No hearing date has been set.
Hunterton dismissed Phillips’ move to involve the EEOC by claiming the state bar’s oversight of legal professionals amounts to a “quasi-employment relationship,” saying “Mr. Phillips is not a quasi-employee or employee of the state bar, no more than I, who subscribe to the Review-Journal, am an employee of the Review-Journal.”
Phillips, a Nevada lawyer since 1983, was reprimanded by the bar in 2008 and in 2009. His current battle with the bar followed publicity last year about his personal, professional and legal troubles. The Nevada bar was then investigating multiple grievances against Phillips, including one filed by a judge, while in a separate lawsuit Maryland attorney April Ademiluyi accused him of raping her at a 2012 National Bar Association conference in Tampa, Fla.
The Review-Journal typically does not name sexual assault victims, but Ademiluyi agreed to be identified. In her lawsuit she accused Phillips of drugging her without her knowledge and engaging in sexual intercourse with her, “knowing that she was too incapacitated to appreciate, understand, or resist the sexual act being committed upon her.”
Authorities in Tampa determined there wasn’t enough evidence to file charges. Phillips did not respond to requests for comment for this article.
Ademiluyi, representing herself, requested a dismissal of the lawsuit in October.
“First and foremost, I will not have a full and fair opportunity to litigate this case in this forum,” she wrote. “I don’t have sufficient financial resources, I am suffering from depression and post-traumatic stress as a result of the defendant drugging and sexually assaulting me, and trying to sue him on the other side of the country, in a state I have never traveled to and have no contacts or assistance.”
In November she filed a new federal lawsuit in Maryland against the National Bar Association and two officers of the organization. It accuses the defendants of negligence and of conspiring with public officials “to alter and destroy evidence to cover up” her rape.

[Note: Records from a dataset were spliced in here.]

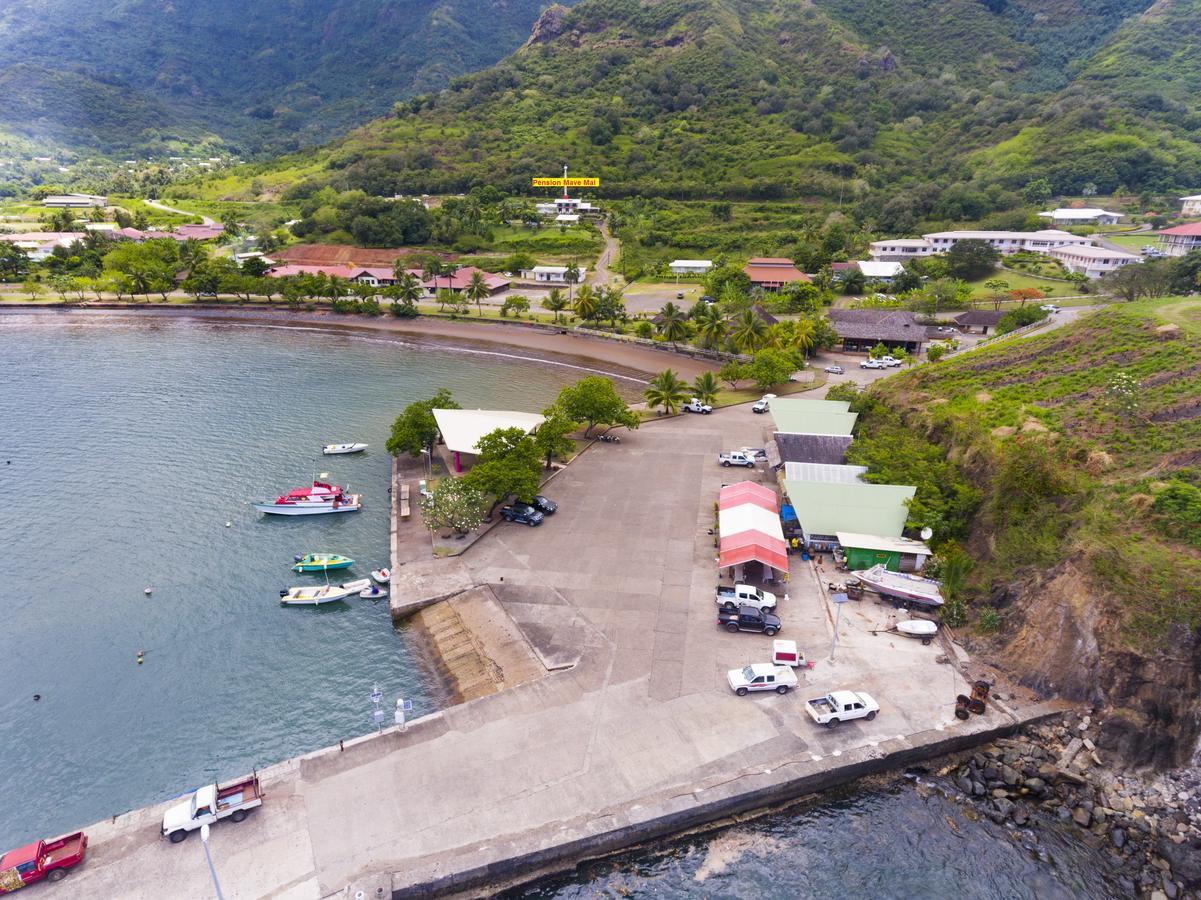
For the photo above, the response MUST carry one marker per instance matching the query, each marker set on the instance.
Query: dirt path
(569, 349)
(601, 274)
(165, 208)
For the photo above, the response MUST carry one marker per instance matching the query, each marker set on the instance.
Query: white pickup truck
(842, 705)
(762, 677)
(736, 458)
(745, 595)
(209, 804)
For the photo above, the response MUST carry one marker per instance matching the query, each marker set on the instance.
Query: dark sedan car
(521, 513)
(544, 505)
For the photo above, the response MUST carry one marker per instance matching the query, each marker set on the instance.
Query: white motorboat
(900, 586)
(314, 596)
(321, 498)
(921, 629)
(334, 450)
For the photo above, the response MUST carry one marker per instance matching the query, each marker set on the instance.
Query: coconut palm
(586, 304)
(673, 323)
(748, 332)
(668, 391)
(705, 388)
(555, 302)
(477, 290)
(711, 326)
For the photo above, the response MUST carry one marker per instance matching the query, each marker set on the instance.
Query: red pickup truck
(41, 859)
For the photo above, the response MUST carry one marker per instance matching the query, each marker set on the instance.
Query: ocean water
(895, 841)
(125, 447)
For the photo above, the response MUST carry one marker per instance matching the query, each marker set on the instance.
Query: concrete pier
(616, 727)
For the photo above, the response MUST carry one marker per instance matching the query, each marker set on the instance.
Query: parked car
(842, 705)
(762, 677)
(748, 619)
(736, 458)
(521, 513)
(51, 859)
(745, 595)
(544, 505)
(210, 804)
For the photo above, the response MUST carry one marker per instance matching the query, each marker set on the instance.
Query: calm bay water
(124, 450)
(900, 841)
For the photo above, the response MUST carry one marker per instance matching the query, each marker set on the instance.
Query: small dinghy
(921, 629)
(312, 596)
(321, 562)
(334, 450)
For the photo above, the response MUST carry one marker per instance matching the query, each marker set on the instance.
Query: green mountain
(131, 76)
(912, 109)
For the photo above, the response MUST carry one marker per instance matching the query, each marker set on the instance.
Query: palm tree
(705, 388)
(586, 303)
(673, 323)
(555, 302)
(748, 332)
(571, 274)
(477, 290)
(668, 391)
(711, 326)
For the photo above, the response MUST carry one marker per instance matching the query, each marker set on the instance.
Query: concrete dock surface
(627, 732)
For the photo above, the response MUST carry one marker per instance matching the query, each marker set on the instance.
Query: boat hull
(308, 508)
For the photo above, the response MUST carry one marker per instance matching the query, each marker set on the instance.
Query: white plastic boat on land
(901, 586)
(314, 596)
(321, 498)
(334, 450)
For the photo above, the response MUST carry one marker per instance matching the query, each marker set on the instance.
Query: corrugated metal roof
(825, 508)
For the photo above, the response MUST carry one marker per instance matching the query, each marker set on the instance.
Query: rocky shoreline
(1148, 826)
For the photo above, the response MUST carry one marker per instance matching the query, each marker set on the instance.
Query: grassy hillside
(132, 76)
(912, 111)
(1085, 443)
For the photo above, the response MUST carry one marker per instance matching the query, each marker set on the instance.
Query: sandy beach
(628, 359)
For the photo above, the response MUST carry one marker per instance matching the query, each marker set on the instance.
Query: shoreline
(567, 349)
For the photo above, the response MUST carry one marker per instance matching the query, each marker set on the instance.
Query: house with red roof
(771, 273)
(1181, 239)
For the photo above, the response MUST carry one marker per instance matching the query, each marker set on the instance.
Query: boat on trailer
(901, 588)
(321, 498)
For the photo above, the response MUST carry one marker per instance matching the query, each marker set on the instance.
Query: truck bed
(69, 848)
(240, 793)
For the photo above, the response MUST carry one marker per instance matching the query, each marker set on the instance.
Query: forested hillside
(130, 76)
(909, 109)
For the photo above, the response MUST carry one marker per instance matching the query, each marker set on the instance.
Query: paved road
(165, 208)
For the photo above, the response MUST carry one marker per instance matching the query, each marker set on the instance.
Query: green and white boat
(321, 562)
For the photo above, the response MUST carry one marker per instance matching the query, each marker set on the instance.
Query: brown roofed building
(979, 319)
(771, 273)
(864, 328)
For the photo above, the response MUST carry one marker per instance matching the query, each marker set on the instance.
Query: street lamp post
(213, 871)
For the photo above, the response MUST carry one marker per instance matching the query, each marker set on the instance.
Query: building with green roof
(824, 508)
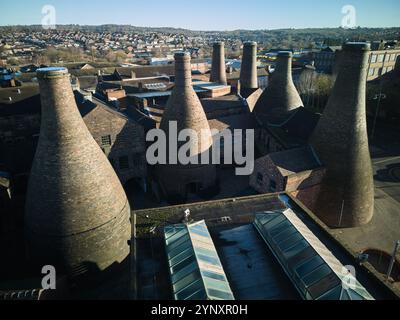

“The allegations are frivolous, and we look forward to the court’s determination as to whether or not this case merits any further litigation,” said J. Wyndal Gordon, a Maryland attorney representing the group’s former president, Daryl Parks. Ademiluyi claims she was drugged at a party in Parks’ hotel room.
Messages left Tuesday for Keith Perry, the National Bar Association’s executive director, and for the organization’s current president, were not returned. Phillips is not named as a defendant in the new lawsuit, which seeks at least $20 million in damages.
Phillips, who is black, first sued the Nevada bar in December 2014. In a lawsuit in federal court he accused the bar of leaking confidential information about him to the press, and later alleged the “mostly white organization” shows racial bias by “picking on attorneys of race and color.”
The new lawsuit, filed Friday in U.S. District Court in Las Vegas, includes claims of discrimination and retaliation. It follows the state bar’s Feb. 4 filing of a six-count complaint of misconduct against Phillips. One of the counts stems from a grievance filed by District Judge Elissa Cadish.
“Judge Cadish believed that (Phillips) had either lied under oath or had a fundamental misunderstanding of the law and the court system,” according to the disciplinary complaint.
Phillips had testified at a hearing related to a personal injury case involving former client, Pamela Burford. A grievance by Burford resulted in a 2012 reprimand of Phillips for violating rules involving attorney fees and safekeeping of property.
Two counts in the recent complaint stem from Nevada Supreme Court referrals for investigation after Phillips failed to comply with the court’s orders.
According to another count in the complaint, the state bar “identified multiple areas of concern” in a review of Phillips’ trust account.